Doyle Lawson began his 50th year in bluegrass on Feb.3.

“Sing Me A Song About Jesus” is his 35th studio album. They’re divided almost equally between secular and sacred. Lawson is a master of both styles.

And he has the trophies from the International Bluegrass Music Association to prove it.

Lawson & Quicksilver were named IBMA vocal group of the year from 2001 through 2007. They also won gospel performance of the year honors in 1996, 2000, 2003, 2005, 2006 and 2007 as well as song of the year in 1990 and 2003.

And last year Lawson, J.D. Crowe and Paul Williams won both gospel recorded performance and recorded event honors for “Prayer Bells of Heaven,” from their “Old Friends Get Together” album.

Lawson honed his skills in three legendary bluegrass bands.

He joined Jimmy Martin’s Sunny Mountain Boys as an 18-year-old banjo player.

Then came stints with  Crowe’s Kentucky Mountain Boys (later the New South) and the Country Gentlemen.

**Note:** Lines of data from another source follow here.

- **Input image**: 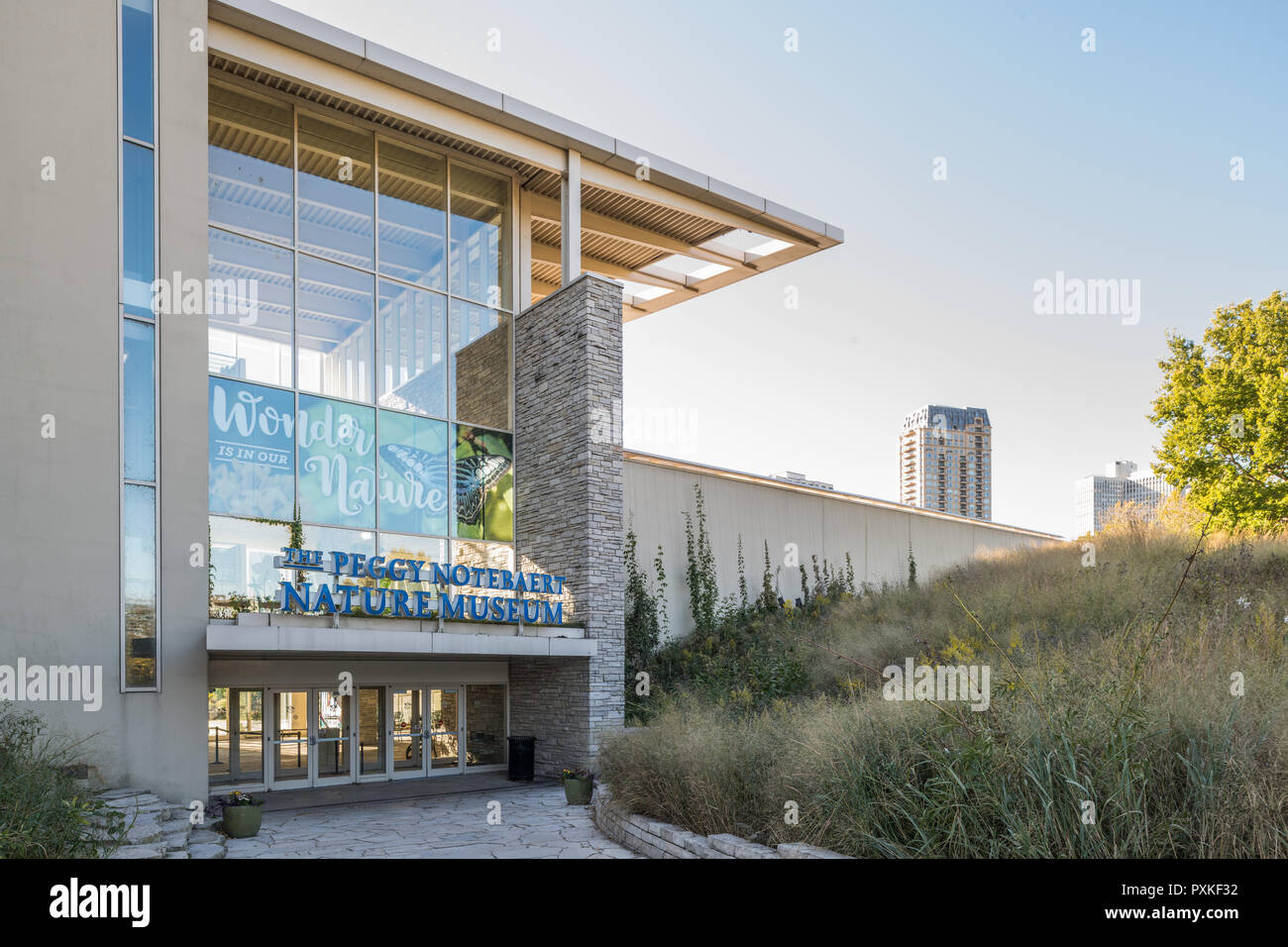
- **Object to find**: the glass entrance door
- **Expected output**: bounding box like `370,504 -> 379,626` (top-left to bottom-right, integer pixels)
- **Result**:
429,686 -> 465,776
389,688 -> 425,779
313,688 -> 353,786
269,690 -> 310,789
358,686 -> 393,780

In April 1979, Lawson created his own band, first known as Foxfire, and then Quicksilver, when he learned that another band was using the Foxfire name.

He’s been a top name in both bluegrass and gospel for more than 30 years.

 The new album is everything fans of Lawson & Quicksilver hoped it would be.

There’s hard driving bluegrass on songs like “The Rich Man; powerful ballads on “I Saw Him Walk Out of the Sky; an uptempo gospel quartet on “Never Shall Run Dry”; and a couple of great a capella numbers — “The Greatest Creator” and “Going on Home.”

There’s also a new Christmas song, “Little Star.”